Our hopeful prediction, however, is that working-class and minority communities find ways to work with local governments on the suite of policy interventions that could create truly resilient, mixed-income communities: more homeownership programs to prevent evictions, smarter zoning to allow for the creation of more units where the market wants them, and more progressive taxation policies so that previously disinvested areas can start to capture real value as they appreciate. Anything less is simply moving a crisis in slow motion through the neighborhoods least able to withstand it.

3. A Federally Funded Acceleration of Suburban Expansion

Last but not least, a basket of federal programs and investments could—against all stated intentions—accelerate suburban expansion in truly dystopian ways. Tucked within the vaunted Bi-Partisan Infrastructure Bill are a set of transportation expenditures which are practically incoherent when lined up next to each other: $300 billion for the Highway Trust Fund, but $90 billion for public transit over the next five years. A $52.5 billion apportionment for the Federal Highway Administration, but $7.5 billion for “the nation’s first network of electric-vehicle chargers along highway corridors.” Among these eye-popping sums, a billion dollars for freeway removal and capping—long a major policy ambition of the Congress for the New Urbanism—seems almost quaint.

All this is to say that the federal government is still investing huge amounts of your money into highways. Coupled with more and more employers, especially in larger cities, insisting that workers return to their offices, and we’re cruising toward a world of metro areas with more and wider highways, clogged with more traffic, pushing more people into farther-flung exurbs which they will reach through cheaper zero-emission vehicles. This is a decidedly grim future.

We don’t think the media’s breathless excitement for self-driving electric vehicles will abate any time soon, nor are we anticipating that they’ll begin to tout, say, public transportation or transit-oriented development. Nevertheless, we predict that workers will revolt, in different ways, against a world of endlessly increasing commutes on increasingly depressing freeways. Those that have the option of working from home will do so; those that can’t will likely find other employers, particularly in a world of historically low unemployment rates. 

Employees are, after all, people first and foremost, and people crave places: walkable, welcoming, safe, surprising places. The cities that are smart enough to recognize that will be in the best position for lasting post-pandemic success.

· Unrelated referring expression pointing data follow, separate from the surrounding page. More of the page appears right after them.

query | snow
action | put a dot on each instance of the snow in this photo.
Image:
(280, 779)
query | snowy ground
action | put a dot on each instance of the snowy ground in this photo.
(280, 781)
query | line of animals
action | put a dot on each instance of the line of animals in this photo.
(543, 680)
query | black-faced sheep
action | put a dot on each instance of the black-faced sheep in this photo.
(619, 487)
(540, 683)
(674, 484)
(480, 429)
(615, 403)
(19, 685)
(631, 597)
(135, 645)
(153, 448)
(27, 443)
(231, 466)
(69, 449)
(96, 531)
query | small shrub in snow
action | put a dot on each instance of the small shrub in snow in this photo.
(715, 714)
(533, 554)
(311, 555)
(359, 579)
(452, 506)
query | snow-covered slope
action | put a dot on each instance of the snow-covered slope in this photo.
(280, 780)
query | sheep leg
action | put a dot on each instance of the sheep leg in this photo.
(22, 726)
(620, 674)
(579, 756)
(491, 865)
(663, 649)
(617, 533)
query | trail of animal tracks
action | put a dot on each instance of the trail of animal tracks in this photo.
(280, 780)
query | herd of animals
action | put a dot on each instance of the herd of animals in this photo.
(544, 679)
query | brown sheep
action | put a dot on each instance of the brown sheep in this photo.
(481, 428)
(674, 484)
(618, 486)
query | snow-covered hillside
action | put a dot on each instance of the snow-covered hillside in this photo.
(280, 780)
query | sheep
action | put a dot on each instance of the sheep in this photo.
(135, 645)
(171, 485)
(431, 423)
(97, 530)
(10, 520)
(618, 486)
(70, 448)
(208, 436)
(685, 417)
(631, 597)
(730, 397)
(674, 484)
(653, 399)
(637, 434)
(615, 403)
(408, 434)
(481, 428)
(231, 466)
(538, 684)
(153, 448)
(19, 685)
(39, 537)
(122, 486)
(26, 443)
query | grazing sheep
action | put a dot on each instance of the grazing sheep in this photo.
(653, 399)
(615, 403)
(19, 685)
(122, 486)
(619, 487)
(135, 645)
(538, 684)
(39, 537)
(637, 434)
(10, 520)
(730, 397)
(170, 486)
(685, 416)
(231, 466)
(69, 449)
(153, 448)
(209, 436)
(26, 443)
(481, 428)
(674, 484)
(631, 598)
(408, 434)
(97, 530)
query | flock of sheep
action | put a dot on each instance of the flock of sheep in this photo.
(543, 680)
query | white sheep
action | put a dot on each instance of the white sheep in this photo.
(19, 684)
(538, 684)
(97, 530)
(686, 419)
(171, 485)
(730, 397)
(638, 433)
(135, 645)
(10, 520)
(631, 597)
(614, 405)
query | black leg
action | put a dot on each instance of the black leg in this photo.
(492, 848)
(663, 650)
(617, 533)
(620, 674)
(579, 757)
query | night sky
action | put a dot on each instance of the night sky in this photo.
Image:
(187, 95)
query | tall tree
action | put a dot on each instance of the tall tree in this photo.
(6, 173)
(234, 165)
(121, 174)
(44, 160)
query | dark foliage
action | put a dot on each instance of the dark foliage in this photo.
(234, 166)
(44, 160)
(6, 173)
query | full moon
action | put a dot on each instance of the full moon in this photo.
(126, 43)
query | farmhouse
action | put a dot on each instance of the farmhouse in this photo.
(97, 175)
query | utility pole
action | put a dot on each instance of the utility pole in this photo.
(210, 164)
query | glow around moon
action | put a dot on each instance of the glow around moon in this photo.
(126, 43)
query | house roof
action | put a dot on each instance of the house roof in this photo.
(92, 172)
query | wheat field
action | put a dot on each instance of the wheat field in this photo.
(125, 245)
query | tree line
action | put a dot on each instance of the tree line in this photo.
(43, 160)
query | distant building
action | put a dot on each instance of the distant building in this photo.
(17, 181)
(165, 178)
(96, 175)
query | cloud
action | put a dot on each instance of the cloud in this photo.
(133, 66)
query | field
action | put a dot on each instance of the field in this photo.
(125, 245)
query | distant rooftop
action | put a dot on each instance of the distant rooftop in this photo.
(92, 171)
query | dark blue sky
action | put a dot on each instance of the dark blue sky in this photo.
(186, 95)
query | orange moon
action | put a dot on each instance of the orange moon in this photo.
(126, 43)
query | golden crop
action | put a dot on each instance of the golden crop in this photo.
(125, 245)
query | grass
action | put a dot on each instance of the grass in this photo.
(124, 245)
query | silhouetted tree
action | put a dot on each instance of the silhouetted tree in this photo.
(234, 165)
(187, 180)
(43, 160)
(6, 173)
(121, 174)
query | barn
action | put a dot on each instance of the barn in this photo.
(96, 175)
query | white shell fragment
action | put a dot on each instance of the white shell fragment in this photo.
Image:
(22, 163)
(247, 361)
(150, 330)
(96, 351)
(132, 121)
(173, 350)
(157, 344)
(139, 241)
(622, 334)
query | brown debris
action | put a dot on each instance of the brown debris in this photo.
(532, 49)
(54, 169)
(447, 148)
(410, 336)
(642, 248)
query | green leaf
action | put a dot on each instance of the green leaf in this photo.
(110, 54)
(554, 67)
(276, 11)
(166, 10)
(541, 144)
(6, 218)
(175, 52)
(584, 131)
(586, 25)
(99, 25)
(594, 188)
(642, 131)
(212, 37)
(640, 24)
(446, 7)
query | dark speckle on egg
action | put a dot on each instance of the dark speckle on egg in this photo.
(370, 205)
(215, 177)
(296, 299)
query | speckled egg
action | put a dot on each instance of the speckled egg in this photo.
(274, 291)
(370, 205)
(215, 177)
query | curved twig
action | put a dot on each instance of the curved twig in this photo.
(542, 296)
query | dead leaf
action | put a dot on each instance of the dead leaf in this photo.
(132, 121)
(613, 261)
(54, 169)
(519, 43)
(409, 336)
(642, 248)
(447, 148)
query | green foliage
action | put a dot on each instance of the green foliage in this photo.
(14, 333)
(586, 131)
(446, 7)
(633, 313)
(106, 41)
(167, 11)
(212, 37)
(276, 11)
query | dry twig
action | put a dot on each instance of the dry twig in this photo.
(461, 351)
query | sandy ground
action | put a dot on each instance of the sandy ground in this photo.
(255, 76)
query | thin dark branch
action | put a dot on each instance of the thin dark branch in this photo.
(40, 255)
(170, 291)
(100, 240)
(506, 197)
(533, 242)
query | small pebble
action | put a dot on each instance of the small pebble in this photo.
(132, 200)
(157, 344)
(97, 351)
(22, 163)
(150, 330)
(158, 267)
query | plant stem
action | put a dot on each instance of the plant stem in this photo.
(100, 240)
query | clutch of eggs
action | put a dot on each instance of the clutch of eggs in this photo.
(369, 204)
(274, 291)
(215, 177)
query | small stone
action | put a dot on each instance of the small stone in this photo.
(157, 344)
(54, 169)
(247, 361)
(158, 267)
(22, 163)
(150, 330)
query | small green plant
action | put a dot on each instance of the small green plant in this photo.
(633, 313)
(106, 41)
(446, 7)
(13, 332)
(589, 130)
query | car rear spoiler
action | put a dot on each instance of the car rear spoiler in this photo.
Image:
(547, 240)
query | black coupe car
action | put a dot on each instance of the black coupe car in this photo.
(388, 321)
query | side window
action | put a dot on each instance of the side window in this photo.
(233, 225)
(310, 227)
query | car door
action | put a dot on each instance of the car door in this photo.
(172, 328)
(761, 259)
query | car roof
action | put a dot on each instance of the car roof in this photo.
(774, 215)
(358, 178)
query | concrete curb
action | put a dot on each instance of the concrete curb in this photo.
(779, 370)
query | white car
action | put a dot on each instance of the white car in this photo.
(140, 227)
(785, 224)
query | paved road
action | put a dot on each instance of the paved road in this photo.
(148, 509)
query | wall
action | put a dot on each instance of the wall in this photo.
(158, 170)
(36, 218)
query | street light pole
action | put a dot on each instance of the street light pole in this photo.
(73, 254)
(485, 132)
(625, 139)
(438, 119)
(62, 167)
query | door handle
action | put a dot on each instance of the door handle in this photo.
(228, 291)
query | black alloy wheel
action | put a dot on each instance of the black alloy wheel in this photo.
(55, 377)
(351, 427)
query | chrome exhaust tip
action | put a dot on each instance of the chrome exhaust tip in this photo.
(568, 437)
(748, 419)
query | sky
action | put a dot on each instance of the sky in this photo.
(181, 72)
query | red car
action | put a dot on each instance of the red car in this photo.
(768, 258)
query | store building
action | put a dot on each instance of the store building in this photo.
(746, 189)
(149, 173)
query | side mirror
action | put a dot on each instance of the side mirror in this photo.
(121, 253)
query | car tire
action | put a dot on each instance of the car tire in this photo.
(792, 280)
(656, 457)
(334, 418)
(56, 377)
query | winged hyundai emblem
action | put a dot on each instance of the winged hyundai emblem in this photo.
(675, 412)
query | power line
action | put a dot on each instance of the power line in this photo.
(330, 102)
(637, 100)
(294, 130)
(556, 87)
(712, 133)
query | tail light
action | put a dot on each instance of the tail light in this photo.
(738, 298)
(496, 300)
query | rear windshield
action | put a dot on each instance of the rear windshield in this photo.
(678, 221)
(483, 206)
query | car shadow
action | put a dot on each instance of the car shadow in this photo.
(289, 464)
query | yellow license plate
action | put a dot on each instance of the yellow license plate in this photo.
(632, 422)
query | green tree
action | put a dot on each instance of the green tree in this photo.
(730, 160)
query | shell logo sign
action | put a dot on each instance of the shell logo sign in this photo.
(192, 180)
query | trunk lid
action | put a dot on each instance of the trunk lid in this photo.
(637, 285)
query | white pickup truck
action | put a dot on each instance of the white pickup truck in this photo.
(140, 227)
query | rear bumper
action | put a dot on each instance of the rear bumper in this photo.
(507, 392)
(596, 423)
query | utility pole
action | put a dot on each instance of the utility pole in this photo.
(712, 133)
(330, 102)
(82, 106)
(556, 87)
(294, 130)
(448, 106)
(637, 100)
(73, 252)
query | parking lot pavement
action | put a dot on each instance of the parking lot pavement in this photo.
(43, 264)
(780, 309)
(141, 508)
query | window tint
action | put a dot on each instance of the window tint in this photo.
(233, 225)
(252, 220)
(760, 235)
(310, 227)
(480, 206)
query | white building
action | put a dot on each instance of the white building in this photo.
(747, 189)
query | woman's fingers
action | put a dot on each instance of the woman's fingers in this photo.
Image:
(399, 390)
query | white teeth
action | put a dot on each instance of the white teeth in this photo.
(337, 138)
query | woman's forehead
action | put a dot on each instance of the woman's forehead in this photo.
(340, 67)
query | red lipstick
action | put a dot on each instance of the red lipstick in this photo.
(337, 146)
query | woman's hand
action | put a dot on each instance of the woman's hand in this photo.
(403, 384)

This means more upzoning to create comfortable, affordable living options in in-demand places (the increasing conversions of under-used office towers due to remote work into residential uses is especially encouraging), more investments in public spaces to foster fun community building, and a refocus on the singular qualities that make urban areas work: people working, playing, and living together in the ways they want. No amount of misguided federal tampering will change that about us—but it’s still up to us to build the towns we want, one place and one policy at a time.